A primary change in the new law is the hiring of private contractors to kill wolves. The legislation includes increasing the amount of money the Idaho Department of Fish and Game sends to the Idaho Wolf Depredation Control board from $110,000 to $300,000. The board, created in 2014, is an agency within the governor’s office that manages state money it receives to kill wolves.

Other changes in the legislation include removing any limit on the number of wolf tags issued to a hunter, meaning there would be no restriction on how many wolves one person is allowed to kill. Wolves, though, have proved difficult to find and kill for the vast majority of hunters and trappers.

The legislation also combines a hunting tag with a trapping and snaring tag, meaning only one tag is needed for those combined methods. Wolf trapping would be allowed year-round on private land.

In addition, the legislation makes changes to allow hunting wolves with ATVs and snowmobiles and other methods allowed for animals classified as predators, such as coyotes.

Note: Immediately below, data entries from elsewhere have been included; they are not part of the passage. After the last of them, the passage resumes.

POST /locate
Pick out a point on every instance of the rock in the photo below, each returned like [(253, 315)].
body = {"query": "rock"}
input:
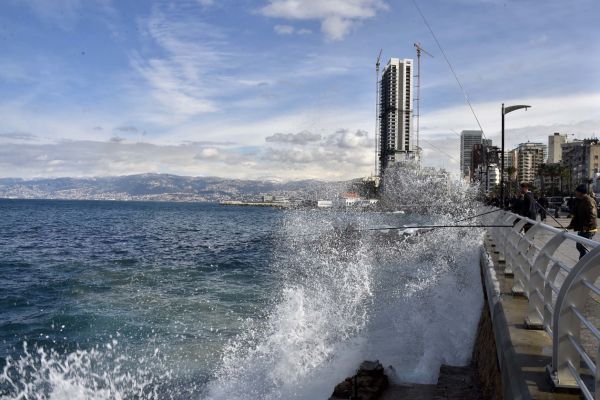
[(368, 384)]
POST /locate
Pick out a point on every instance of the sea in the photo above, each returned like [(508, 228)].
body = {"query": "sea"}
[(165, 300)]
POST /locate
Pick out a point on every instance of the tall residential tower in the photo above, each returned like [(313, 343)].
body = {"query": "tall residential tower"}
[(395, 118), (467, 140)]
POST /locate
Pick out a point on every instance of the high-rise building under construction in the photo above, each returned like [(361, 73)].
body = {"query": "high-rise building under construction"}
[(396, 111)]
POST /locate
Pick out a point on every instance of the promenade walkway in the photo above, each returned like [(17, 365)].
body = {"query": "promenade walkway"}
[(532, 349)]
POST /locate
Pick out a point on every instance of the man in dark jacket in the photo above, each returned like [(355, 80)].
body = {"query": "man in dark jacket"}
[(543, 203), (584, 217), (526, 205)]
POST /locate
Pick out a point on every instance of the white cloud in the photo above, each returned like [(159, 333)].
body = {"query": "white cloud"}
[(290, 30), (301, 138), (337, 17), (283, 29), (180, 82)]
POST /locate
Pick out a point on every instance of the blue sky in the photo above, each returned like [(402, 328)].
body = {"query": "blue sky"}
[(277, 88)]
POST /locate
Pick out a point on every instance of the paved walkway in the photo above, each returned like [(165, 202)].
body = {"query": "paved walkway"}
[(533, 349)]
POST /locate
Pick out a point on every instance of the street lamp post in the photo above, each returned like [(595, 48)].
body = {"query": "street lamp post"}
[(506, 110)]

Also, state agencies outside of Idaho would be allowed to kill wolves in Idaho.

The measure was sent to the House, where it passed a committee Thursday.

“The Idaho Senate’s sudden move to pass this bill in the eleventh hour incentivizes the cruel deaths of more than 1,000 wolves across the state,” said Andrea Zaccardi, a senior attorney at the Center for Biological Diversity. “The consequences of this bill will be horrendous. This brutal war on wolves must be stopped, and we urge the House to deny this bill.”